Furthermore, management accountants are also responsible for ensuring the accountability of organisational resources. Resources especially rare and valuable ones are rather limited to an organisation and thereby it is the responsibilities of managers to ensure that these resources are used effectively and efficiently. In consequence, management accounting knowledge is essential to decisions regarding to matters like the optimum level of production, the range of product and/or service lines and the appropriate amount of investment in new equipment (Atril and McLancey, 2005). As the demand for better usage of resource becomes increasingly important, a new accounting approach 每 Resource Consumption Accounting (RCA) has been developed recently in order to provide managers with supporting information of such decisions, and its core idea is a different view of resources (Clinton and Anton, 2008a & 2008b). Under this approach, the cost and revenues of an organisation are all a function of the resources that produce them. Cost behaviour thereby is determined by the behaviour of resources as they are applied to organisational value added activities (ibid).
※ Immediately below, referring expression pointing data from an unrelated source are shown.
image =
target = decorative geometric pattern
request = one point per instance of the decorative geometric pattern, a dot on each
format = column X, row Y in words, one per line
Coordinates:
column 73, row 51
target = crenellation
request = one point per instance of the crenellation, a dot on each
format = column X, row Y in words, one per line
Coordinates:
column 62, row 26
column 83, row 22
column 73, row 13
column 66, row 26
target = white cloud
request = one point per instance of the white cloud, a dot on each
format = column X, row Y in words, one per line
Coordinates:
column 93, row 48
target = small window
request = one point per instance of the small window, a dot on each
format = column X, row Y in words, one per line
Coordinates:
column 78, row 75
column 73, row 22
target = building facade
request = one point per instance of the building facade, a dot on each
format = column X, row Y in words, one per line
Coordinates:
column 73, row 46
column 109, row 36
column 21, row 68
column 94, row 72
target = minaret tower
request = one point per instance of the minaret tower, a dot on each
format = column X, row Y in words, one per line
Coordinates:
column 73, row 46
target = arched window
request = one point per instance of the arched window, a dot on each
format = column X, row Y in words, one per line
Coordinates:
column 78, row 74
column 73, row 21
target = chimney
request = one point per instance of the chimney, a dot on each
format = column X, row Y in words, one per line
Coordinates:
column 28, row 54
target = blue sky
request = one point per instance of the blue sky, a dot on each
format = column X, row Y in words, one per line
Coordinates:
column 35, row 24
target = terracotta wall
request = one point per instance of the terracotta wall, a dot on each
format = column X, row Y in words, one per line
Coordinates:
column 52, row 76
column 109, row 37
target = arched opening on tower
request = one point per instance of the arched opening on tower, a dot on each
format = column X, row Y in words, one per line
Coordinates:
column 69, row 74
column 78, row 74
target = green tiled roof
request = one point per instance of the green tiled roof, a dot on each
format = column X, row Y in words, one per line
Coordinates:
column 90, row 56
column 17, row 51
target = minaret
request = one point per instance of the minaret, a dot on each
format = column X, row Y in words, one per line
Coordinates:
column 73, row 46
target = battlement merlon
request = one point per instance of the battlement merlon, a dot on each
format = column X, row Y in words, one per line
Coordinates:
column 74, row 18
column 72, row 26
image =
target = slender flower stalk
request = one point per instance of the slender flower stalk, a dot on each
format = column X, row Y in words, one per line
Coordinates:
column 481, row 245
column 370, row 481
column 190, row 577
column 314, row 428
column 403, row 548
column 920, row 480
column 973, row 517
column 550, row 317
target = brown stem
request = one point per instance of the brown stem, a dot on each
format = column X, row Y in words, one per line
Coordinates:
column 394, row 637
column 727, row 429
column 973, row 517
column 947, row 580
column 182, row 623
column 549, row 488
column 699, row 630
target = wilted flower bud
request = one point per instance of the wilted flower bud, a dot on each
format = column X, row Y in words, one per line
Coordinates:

Finally, it has been an increasing essential role of management accountants to report externally. In the past the information offered to managers was largely restricted within the organisation. However, due to the growing significance of external factors such as the attitudes and behaviours of customers and rival businesses, the focus of management accounting today has become much more outward-looking (Atril and McLancey, 2005). On one hand, management accountants are suggested to conduct competitor profitable analysis in order to gain valuable information of competitors. On the other hand, customer profitability analysis (CPA) has been widely applied to access the profitability of the business regarding to each customer (ibid). Drury and Tayles conducted a survey among 176 large UK businesses in 1999, indicating that 76% of respondents did analyse the profitability of trading with customers. The reason behind this is that companies* resources are limited and not all the customers are profitable to businesses. As seen in Figure 3, only 20% of customers are actually profitable. Therefore, companies must tailor their products or services to meet the specific requirements of the most profitable customers.